Nel corso dell’intervista per Cherry Press, Matoh riflette su temi come l’identità e il giudizio, invitando i più giovani a perdersi per ritrovarsi, ad abbracciare la libertà di non sentirsi sempre capiti, ma soprattutto a vivere il presente con intensità. Con una visione schietta e senza filtri, l’artista ci spiega come il non sentirsi al proprio posto non sia una condanna, ma piuttosto un'opportunità per crescere e cercare quel posto che, forse, non è mai stato scritto.
"Ho capito" non è solo una canzone, ma un manifesto di consapevolezza, un invito a non fermarsi mai, a non accontentarsi. Un brano che celebra la vita come una maratona, dove l'importante non è arrivare per primi, ma arrivare.

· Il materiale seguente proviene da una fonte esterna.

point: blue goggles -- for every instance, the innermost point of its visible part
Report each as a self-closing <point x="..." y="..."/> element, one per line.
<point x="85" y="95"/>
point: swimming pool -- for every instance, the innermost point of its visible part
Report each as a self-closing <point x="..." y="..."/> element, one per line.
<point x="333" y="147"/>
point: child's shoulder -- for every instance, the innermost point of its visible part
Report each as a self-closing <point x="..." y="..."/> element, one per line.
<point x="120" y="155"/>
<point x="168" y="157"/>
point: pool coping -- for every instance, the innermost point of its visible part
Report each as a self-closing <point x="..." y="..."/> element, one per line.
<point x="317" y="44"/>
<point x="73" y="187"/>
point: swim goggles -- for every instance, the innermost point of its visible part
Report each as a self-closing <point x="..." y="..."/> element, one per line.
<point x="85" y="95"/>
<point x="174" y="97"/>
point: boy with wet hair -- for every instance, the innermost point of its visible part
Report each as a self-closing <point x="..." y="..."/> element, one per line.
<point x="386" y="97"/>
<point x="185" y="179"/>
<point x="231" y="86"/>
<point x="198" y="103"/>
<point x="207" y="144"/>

“Ho capito” sembra parlare a chi si sente fuori posto: ti rivolgi a una generazione specifica?
“Purtroppo (o per fortuna) non esiste una generazione che non si sia mai messa in discussione. Le pressioni che ci sentiamo addosso non vedono età, sesso o estrazione sociale. E questo, a mio avviso, è anche un bene: capire di non sentirsi al proprio posto non fa altro che spingerci a cercarlo quel posto. La vita non va osservata, ma va corsa, come una maratona. E come in una maratona, non serve arrivare primo, l'importante è arrivare.”
Pensi che la tua generazione abbia più voglia di ribellarsi o di adattarsi?

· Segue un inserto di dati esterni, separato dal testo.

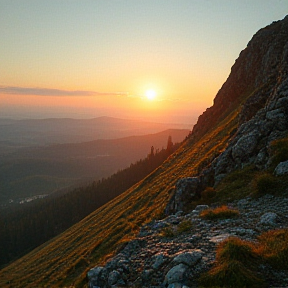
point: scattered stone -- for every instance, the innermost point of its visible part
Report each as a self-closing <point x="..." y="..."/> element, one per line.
<point x="113" y="277"/>
<point x="199" y="208"/>
<point x="160" y="259"/>
<point x="189" y="258"/>
<point x="268" y="219"/>
<point x="281" y="169"/>
<point x="177" y="274"/>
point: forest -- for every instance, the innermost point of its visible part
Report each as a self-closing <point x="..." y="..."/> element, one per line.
<point x="25" y="227"/>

“Probabilmente non ha tanta più voglia rispetto alle generazioni passate, ma senz'altro ne ha più bisogno, e soprattutto ha molti più modi per farlo. Basti pensare alla possibilità di sbloccare uno smartphone e far sapere al mondo intero cosa pensiamo, o semplicemente aggiornarsi sul mondo e su quello che ci circonda.”

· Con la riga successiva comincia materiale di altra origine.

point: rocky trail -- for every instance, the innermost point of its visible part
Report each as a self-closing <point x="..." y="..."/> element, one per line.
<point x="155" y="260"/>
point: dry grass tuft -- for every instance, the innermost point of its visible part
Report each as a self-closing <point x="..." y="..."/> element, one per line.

C’è qualcosa che senti di voler dire a chi oggi ha vent’anni e si sente perso?
“Perditi. Va bene così. Poi cercati, in te stesso, negli altri, nella musica, negli animali, nel mondo. E poi perditi ancora. Datti sempre la possibilità di perderti, così da trovare sempre la voglia di ritrovarti. La vita è una partita a nascondino, è un gioco per bambini, e non è importante vincere, o sapersi nascondere bene, il bello è giocare. E quindi tu gioca.”
Quanto pesa, secondo te, il giudizio degli altri nella nostra epoca?
“Senz'altro moltissimo, ma mai quanto il giudizio su noi stessi che noi proiettiamo negli altri. Molto spesso ciò che ci fa male è solo quello che noi ci aspettiamo che le persone si aspettino da noi e questo, secondo me, fa doppiamente male.”
“Non essere capito” può diventare una forma di libertà?
“Il non sentirsi capiti è già una forma di libertà, perchè la voglia di essere compresi da chi ci sta intorno ci spinge a cambiare, ad essere ciò che vogliamo, a lavorare su noi stessi e a trovare il giusto spazio nel mondo. E se non è questa la libertà, allora cos'è?”